IRANIAN authorities blocked internet access on January 14, with pressure continuing to mount on the theocratic regime as student protests calling for a new revolution swept the country.
According to the internet-tracking organisation NetBlocks, Iran experienced an outage at 5.25pm local time with “high impact to almost all providers” for a duration of 10 minutes.
The government was previously accused of blocking the internet as security services moved against protesters during demonstrations in November.
Some reports claim that unnamed government officials admitted that at least 1500 people were killed during those huge anti-government protests.
Authorities opened fire on crowds with tear gas and live bullets as protests swelled in anger at the government’s admission it shot down a Ukrainian passenger jet on January 8, killing all 176 on board.
Iran’s Judiciary spokesperson, Gholamhossein Esmaili, said “some individuals” had been arrested regarding the incident after “extensive investigations”.
His statement did not say how many people had been detained nor name those arrested, and failed to quell anti-government protests which took place in several universities across the country.
Students at Tehran University clashed with security forces as they locked them in to prevent them marching on the streets.
Crowds branded Ayatollah Khameini “a disgrace” at a campus gathering.
In a defiant moment they pressed demands for regime change and the overthrow of the Iranian theocracy.
“From Iran to Baghdad, poverty, cruelty and tyranny. From Tehran to Baghdad we want revolution.”
“Whether November or January, the message is revolution.
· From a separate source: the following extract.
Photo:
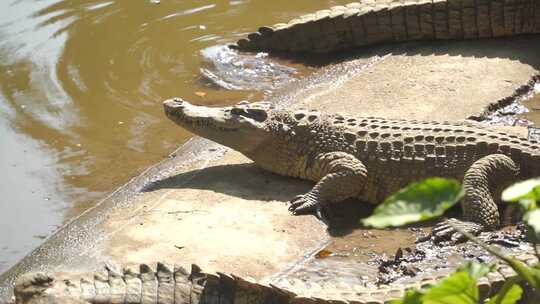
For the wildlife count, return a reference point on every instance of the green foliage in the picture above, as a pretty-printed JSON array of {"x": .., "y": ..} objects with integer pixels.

Whether November or January, we will fight on the streets,” they chanted.
Students also chanted “We’ll fight back” and “Our hands are empty, put your batons away” as they tried to force their way out.
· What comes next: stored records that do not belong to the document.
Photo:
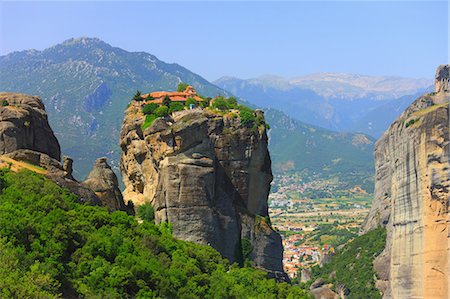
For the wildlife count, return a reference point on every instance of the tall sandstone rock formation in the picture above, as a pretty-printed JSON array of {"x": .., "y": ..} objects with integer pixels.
[
  {"x": 24, "y": 125},
  {"x": 103, "y": 181},
  {"x": 206, "y": 174},
  {"x": 412, "y": 198},
  {"x": 26, "y": 136}
]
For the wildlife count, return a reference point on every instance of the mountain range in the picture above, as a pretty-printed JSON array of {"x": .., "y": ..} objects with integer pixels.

Cries of “Death to the dictator” and “Death to Khamenei” where heard coming from a group that made it onto the streets.
At Beheshti University students rallied against a regime-organised gathering and took aim at the Basij — an auxiliary force of the Revolutionary Guard, used to suppress dissident gatherings.
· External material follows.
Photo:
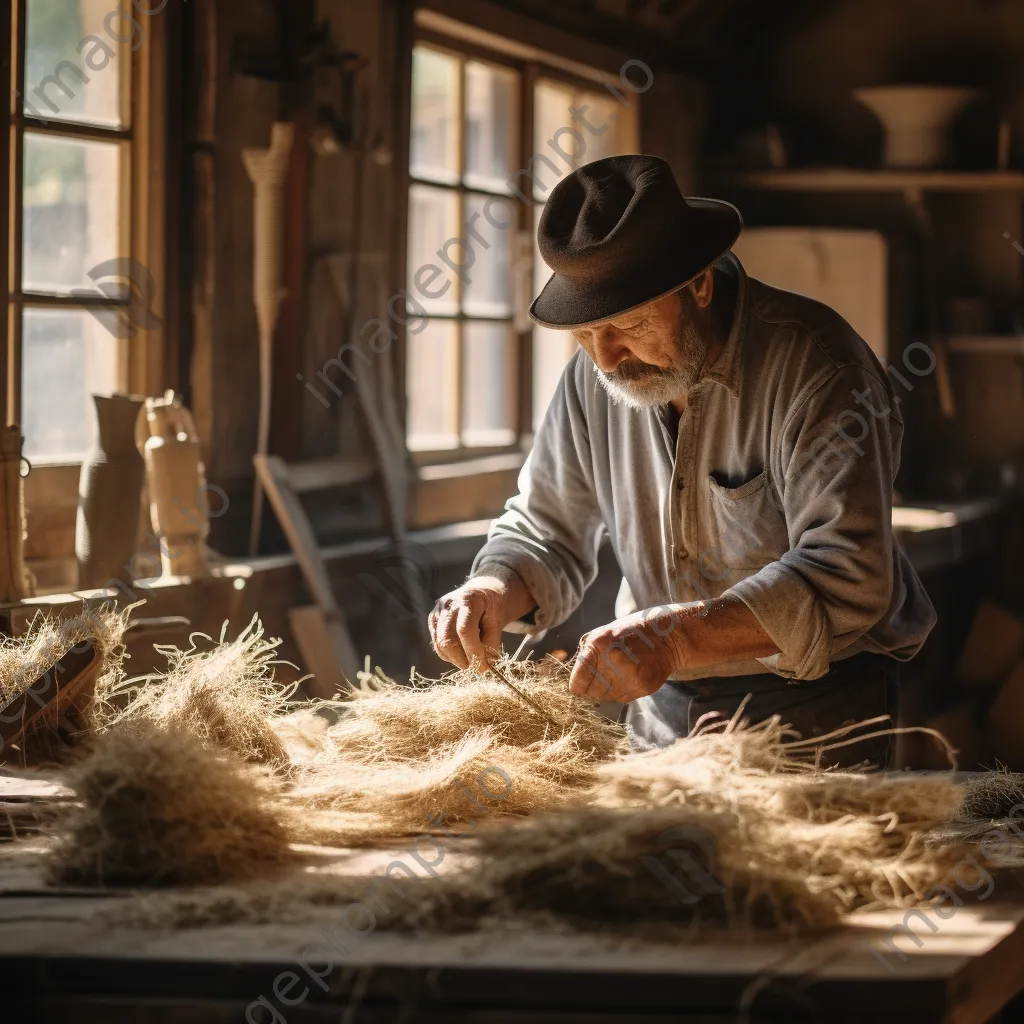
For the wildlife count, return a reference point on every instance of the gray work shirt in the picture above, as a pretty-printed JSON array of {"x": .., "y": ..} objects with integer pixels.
[{"x": 776, "y": 487}]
“Basiji you should be ashamed … Where has all the oil money gone? It’s been used for the Basij!” they chanted.
A protest at Amirkabir University heard students chant “you are our Isis”, addressing the regime and Basij forces.
Some are suggesting the Ukrainian plane incident could be a comparable moment to the 1978 Cinema Rex fire in a working-class district of Abadan, which was blamed on the Shah and is credited for setting in motion the 1979 revolution.